Open shrshi opened 11 months ago
I believe https://github.com/rapidsai/cudf/pull/14354 will address this
Removing default value for stream in scalars, is good suggestion. column
also has similar copy constructor with defaulted stream
argument. should similar removal be done for it too?
These are public interfaces and all public APIs currently have defaulted stream parameters. Wouldn't removing the default break many upstream callers? Specifically, the cuDF Cython and Python layers would be required to manufacture a stream to create a scalar? I don't think we should remove the default from any specific public interfaces unless we consider removing them from all perhaps.
Specifically, the cuDF Cython and Python layers would be required to manufacture a stream to create a scalar?
Right. We can't remove stream from scalar methods or any other public interfaces.
cudf data types does not store streams (scalar, column, table, groupby). https://docs.rapids.ai/api/libcudf/nightly/developer_guide (libcudf API and Implementation → Streams). streams are passed to libcudf APIs. So, storing them inside data structure doesn't align well, and also execution should use stream (including memory allocation), IMO, data structures should not hold streams (although rmm differs from this). The constructors are called with streams because memory allocation and copy will execute on streams.

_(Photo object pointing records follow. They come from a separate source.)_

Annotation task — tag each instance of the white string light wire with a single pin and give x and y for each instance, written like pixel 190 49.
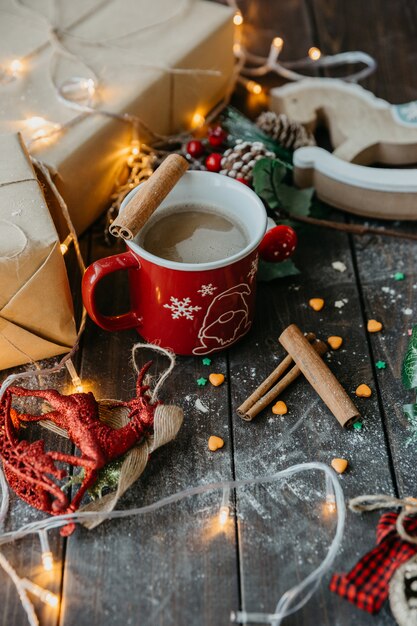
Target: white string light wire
pixel 290 602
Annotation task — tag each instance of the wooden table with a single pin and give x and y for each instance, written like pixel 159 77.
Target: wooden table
pixel 175 566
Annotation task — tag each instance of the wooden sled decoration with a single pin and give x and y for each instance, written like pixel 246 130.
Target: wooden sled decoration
pixel 367 191
pixel 363 129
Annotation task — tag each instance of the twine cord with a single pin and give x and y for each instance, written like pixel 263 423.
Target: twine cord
pixel 291 601
pixel 407 508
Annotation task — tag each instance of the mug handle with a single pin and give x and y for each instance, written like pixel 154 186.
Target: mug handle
pixel 92 276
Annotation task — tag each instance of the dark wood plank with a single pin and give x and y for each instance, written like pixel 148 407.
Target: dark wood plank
pixel 172 567
pixel 270 442
pixel 25 555
pixel 378 259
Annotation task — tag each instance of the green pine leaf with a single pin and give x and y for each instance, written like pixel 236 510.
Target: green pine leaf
pixel 409 368
pixel 410 411
pixel 240 127
pixel 270 271
pixel 295 201
pixel 267 178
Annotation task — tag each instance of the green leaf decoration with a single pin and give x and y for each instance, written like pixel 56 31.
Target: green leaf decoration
pixel 267 177
pixel 410 411
pixel 268 181
pixel 295 201
pixel 240 127
pixel 409 368
pixel 108 479
pixel 271 271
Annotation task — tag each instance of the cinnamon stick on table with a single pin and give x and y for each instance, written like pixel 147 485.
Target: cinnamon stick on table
pixel 319 376
pixel 317 346
pixel 268 382
pixel 148 198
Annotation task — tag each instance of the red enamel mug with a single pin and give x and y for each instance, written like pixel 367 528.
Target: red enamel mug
pixel 191 308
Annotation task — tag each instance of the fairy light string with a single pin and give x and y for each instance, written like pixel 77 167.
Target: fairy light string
pixel 291 601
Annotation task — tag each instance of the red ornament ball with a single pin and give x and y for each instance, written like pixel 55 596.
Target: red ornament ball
pixel 217 136
pixel 213 162
pixel 195 148
pixel 278 244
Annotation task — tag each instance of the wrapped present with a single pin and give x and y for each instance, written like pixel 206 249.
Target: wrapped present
pixel 36 313
pixel 150 57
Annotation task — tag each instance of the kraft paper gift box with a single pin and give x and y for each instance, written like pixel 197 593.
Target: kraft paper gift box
pixel 193 35
pixel 36 313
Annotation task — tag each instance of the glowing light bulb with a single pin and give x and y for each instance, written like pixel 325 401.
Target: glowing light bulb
pixel 223 515
pixel 46 596
pixel 66 244
pixel 135 147
pixel 16 66
pixel 224 511
pixel 41 128
pixel 254 87
pixel 76 380
pixel 47 556
pixel 48 561
pixel 198 120
pixel 36 122
pixel 238 19
pixel 330 504
pixel 314 53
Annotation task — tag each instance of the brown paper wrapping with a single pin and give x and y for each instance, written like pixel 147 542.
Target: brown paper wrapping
pixel 88 156
pixel 36 314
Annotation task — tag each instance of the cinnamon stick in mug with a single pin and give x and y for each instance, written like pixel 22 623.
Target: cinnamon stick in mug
pixel 319 346
pixel 129 222
pixel 319 375
pixel 268 382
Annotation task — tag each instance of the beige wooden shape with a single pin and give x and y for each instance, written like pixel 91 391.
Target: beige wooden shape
pixel 363 129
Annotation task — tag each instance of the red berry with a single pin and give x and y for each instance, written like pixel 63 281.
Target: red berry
pixel 213 162
pixel 278 244
pixel 195 148
pixel 217 136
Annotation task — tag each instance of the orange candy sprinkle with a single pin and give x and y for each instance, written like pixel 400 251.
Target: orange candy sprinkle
pixel 280 408
pixel 339 465
pixel 374 326
pixel 335 342
pixel 316 303
pixel 363 391
pixel 215 443
pixel 216 379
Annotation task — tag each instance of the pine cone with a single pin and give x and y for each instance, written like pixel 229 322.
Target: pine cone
pixel 239 161
pixel 291 135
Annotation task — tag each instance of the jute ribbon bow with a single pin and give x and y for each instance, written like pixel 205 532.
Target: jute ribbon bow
pixel 167 422
pixel 367 584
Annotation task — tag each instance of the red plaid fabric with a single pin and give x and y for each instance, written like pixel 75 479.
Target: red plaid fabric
pixel 366 585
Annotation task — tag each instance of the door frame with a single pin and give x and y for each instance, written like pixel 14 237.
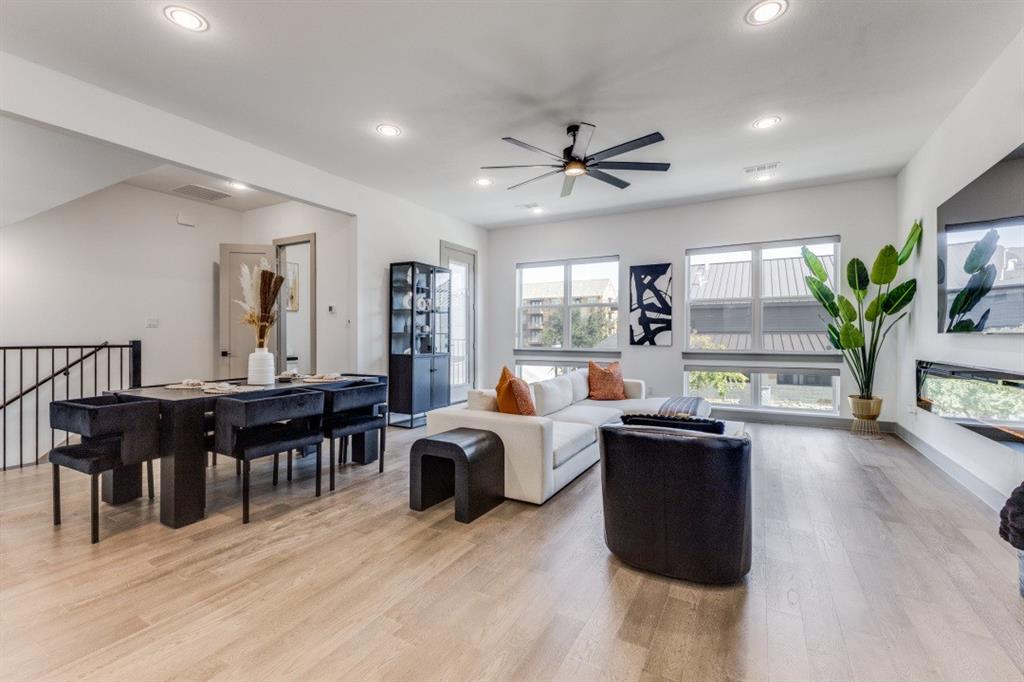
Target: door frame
pixel 224 304
pixel 279 246
pixel 472 365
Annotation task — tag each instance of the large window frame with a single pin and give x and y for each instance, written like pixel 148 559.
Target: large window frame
pixel 756 299
pixel 566 306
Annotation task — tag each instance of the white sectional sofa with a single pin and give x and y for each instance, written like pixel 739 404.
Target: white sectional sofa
pixel 544 454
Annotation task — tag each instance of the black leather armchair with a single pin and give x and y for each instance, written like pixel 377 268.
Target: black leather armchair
pixel 677 503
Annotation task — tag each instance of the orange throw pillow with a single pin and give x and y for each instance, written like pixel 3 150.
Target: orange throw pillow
pixel 513 395
pixel 606 382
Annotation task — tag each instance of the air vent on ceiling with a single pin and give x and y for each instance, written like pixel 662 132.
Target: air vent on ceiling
pixel 762 171
pixel 199 192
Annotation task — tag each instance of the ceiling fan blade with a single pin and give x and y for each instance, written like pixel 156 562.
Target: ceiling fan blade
pixel 554 172
pixel 626 146
pixel 584 134
pixel 567 185
pixel 519 142
pixel 610 179
pixel 528 166
pixel 630 165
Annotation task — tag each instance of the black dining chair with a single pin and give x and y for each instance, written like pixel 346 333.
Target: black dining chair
pixel 350 409
pixel 265 424
pixel 115 433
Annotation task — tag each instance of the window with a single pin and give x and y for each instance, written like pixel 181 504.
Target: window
pixel 568 305
pixel 803 389
pixel 753 298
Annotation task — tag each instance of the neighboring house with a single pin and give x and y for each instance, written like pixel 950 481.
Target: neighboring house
pixel 721 312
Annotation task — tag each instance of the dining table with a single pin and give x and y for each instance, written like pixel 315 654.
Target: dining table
pixel 183 446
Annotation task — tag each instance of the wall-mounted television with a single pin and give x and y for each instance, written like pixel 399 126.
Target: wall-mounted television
pixel 981 253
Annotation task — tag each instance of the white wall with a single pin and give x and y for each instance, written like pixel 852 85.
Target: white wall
pixel 861 213
pixel 41 168
pixel 389 228
pixel 336 271
pixel 983 128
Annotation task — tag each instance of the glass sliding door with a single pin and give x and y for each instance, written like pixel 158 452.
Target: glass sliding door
pixel 462 308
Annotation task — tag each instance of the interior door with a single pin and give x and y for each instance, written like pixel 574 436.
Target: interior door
pixel 237 339
pixel 462 343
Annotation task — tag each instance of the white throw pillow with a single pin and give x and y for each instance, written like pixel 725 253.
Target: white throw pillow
pixel 581 384
pixel 552 395
pixel 485 400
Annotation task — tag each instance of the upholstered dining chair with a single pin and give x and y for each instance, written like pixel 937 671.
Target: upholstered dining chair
pixel 265 424
pixel 115 433
pixel 349 411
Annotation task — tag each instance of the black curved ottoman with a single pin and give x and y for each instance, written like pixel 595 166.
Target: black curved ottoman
pixel 677 503
pixel 466 463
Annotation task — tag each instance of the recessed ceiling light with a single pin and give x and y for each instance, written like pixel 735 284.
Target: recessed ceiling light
pixel 186 18
pixel 767 122
pixel 388 130
pixel 766 11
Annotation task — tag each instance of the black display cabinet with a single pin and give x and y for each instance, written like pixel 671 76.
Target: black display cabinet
pixel 420 328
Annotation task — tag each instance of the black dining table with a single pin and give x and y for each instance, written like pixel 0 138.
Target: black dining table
pixel 183 449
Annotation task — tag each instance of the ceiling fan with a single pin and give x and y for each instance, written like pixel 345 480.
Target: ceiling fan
pixel 574 161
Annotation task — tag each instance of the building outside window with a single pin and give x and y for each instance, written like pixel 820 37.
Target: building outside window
pixel 751 303
pixel 568 304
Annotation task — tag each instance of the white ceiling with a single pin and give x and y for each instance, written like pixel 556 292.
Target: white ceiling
pixel 168 177
pixel 860 85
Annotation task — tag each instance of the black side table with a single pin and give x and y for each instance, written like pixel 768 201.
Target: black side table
pixel 466 463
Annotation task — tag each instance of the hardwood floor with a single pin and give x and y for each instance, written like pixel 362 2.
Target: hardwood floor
pixel 868 563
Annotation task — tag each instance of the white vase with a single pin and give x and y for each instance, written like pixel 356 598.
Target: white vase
pixel 260 368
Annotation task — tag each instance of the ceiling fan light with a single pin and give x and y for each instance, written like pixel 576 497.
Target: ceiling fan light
pixel 574 168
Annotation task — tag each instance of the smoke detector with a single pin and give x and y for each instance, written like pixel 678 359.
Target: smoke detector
pixel 763 172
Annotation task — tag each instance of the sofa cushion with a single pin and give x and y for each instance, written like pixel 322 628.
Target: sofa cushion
pixel 606 382
pixel 485 400
pixel 581 384
pixel 587 414
pixel 568 438
pixel 514 395
pixel 630 406
pixel 552 395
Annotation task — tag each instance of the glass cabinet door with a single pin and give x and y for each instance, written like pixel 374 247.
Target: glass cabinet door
pixel 442 309
pixel 401 309
pixel 422 302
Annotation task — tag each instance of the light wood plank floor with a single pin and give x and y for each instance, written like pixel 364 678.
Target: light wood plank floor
pixel 868 564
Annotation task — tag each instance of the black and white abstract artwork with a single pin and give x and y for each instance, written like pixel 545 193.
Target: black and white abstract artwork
pixel 650 305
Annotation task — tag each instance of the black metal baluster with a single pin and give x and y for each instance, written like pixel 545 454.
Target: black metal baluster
pixel 20 408
pixel 4 449
pixel 67 382
pixel 53 390
pixel 36 439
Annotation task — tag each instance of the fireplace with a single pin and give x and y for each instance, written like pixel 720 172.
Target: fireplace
pixel 989 402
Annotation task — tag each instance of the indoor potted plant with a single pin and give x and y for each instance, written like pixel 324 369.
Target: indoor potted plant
pixel 859 329
pixel 1012 527
pixel 259 289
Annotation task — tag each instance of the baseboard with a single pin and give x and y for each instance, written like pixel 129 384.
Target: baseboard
pixel 792 419
pixel 980 488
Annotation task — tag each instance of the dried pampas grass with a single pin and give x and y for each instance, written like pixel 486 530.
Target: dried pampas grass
pixel 259 292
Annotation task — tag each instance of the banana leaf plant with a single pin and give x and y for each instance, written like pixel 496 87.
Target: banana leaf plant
pixel 858 329
pixel 982 278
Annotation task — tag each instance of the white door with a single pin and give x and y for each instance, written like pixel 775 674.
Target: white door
pixel 462 262
pixel 237 338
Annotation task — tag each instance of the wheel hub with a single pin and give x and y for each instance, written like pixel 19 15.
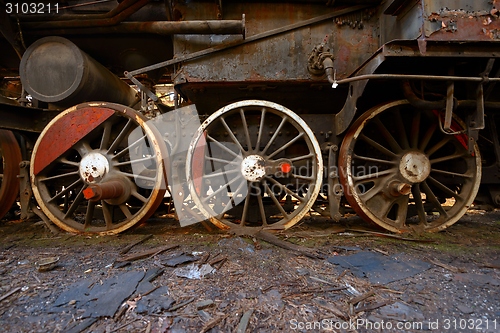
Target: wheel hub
pixel 414 167
pixel 253 168
pixel 93 167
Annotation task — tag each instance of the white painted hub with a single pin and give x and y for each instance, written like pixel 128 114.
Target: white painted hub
pixel 253 168
pixel 93 167
pixel 415 167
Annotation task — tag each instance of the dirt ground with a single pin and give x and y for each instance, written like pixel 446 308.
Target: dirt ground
pixel 194 280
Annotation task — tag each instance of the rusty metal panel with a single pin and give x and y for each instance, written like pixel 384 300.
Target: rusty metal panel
pixel 281 58
pixel 461 20
pixel 406 23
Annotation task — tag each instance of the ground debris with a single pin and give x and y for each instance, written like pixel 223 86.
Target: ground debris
pixel 194 271
pixel 147 253
pixel 129 247
pixel 245 319
pixel 272 239
pixel 379 268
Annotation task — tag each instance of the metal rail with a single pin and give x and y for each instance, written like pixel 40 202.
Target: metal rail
pixel 250 39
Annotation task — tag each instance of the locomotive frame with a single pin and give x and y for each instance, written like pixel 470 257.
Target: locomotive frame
pixel 384 108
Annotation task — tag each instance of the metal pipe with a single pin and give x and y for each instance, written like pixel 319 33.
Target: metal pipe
pixel 54 70
pixel 417 77
pixel 113 12
pixel 215 27
pixel 251 39
pixel 439 105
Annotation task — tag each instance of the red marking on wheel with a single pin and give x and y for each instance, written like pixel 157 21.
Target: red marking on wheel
pixel 286 167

It's made clear than the default arguments on public APIs can't be removed without a breaking change. Clarification on the issue title:
Stream-preserving constructors for scalar class and its derived classes
Does this mean to propose storing streams inside scalar class?
Could we take a step back here and ask why
When the class constructor is implicitly called (when the object is passed-by-value, for instance)
is happening at all? cudf APIs are generally designed so that APIs should accept views rather than values. We don't have a scalar_view
type (for reasons) but we typically handle this by instead passing references to scalar objects. Are there places where we really should be passing scalars by value? If so, why? Perhaps I'm missing something obvious, but this seems like potentially a design smell to me. If a scalar is passed by value and a copy constructor is called that implies the construction of a new scalar and a new device allocation, which isn't usually desirable.
IOW I don't know if there's a good reason for the copy constructor to not be explicit in the long run. I made the same point in a comment on the corresponding PR as well.
Is your feature request related to a problem? Please describe. When the class constructor is implicitly called (when the object is passed-by-value, for instance), the constructor is called with the default stream, and not the CUDA stream passed by the user on which the algorithm is running.
string_scalar(string_scalar const& other, rmm::cuda_stream_view stream = cudf::get_default_stream(), rmm::mr::device_memory_resource* mr = rmm::mr::get_current_device_resource());
Describe the solution you'd like Consider requiring stream to be passed to constructor by making it a non-default argument.
string_scalar(string_scalar const& other, rmm::cuda_stream_view stream , rmm::mr::device_memory_resource* mr = rmm::mr::get_current_device_resource());
Describe alternatives you've considered None
Additional context None